I’m totally enchanted with Hanoi!  It’s a mix of old and new everywhere – literally.  On the same street, you can buy either a brand-new, state-of-the-art LG washing machine (your drooling, Shelly Cline!) or a freshly-butchered pig!  There are thousands of little shops everywhere, each its own little Mom-&-Pop place with its own little niche.  Usually they only sell one or two items in each place – might be copier paper, might be kites, might be shoes, and might be copper wire.  But it’s their specialty, and they seem to make a happy living at it.  All the shopkeepers sit  on little plastic step stools in front of their shops, eating noodles, playing with their children, maybe shucking corn for tonight’s dinner, talking together.  It’s really peaceful in the midst of the big-city chaos.

Because Hanoi is a really BIG city.  It feels bigger here than Chicago to me.  Not bigger as in skyscrapers, bigger as in waaaaay more people.  There are people and motorscooters and cars everywhere.  The streets are very, very full with everyone just living there lives – going to the market for food (so gorgeous, I think I may never shop at my sad little grocery store again!), running errands, delivering goods…you name it.

We spent the first half of our tour day in Hanoi visiting the major sites.  We saw the Ho Chi Minh Mausoleum, Ho Chi Minh’s house, One Pillar Pagoda, Temple of Literature, Hanoi Hilton Prison (really creepy!), Hoan Kiem Lake, The Red Bridge and a Temple by the Lake.  It sounds like a lot, but really everything is only packed into the downtown area – only about maybe one or two square miles, so you can get to all of it really quickly.  (We also had a tour guide who knew where he was going to make it happen too!)  I wish I could describe everything to you, but I just don’t have that much typing time!  My general impression is that it is all beautiful, and it is so much better with a guide to tell you the stories behind the buildings.  There is so much history, pride, and tradition here in Hanoi – it is reminded Bill & I constantly of how you feel when you visit Washington D.C. 

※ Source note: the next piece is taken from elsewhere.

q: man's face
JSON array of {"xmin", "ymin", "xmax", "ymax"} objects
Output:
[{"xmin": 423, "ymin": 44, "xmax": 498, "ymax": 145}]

Late in the afternoon, we went to the Water Puppet Theater.  It’s neat to see – basically, the puppets are controlled with really long bamboo sticks submerged under a pool of water, so it looks like the puppets are floating on the pool.  The puppet show is accompanied by traditional Vietnamese singers and musicians, playing instruments similar to an autoharp, a mandolin, and big kettle drums.  They sing the stories that the puppets are acting out in Vietnamese, sort of like an opera.  The sound is sort of beautiful and eerie all at the same time.  It must be a tourist favorite, because there were a ton of charter buses parked in front, and we were NOT the only Americans there! :)

More to tell you later!  Ha Long Bay is next!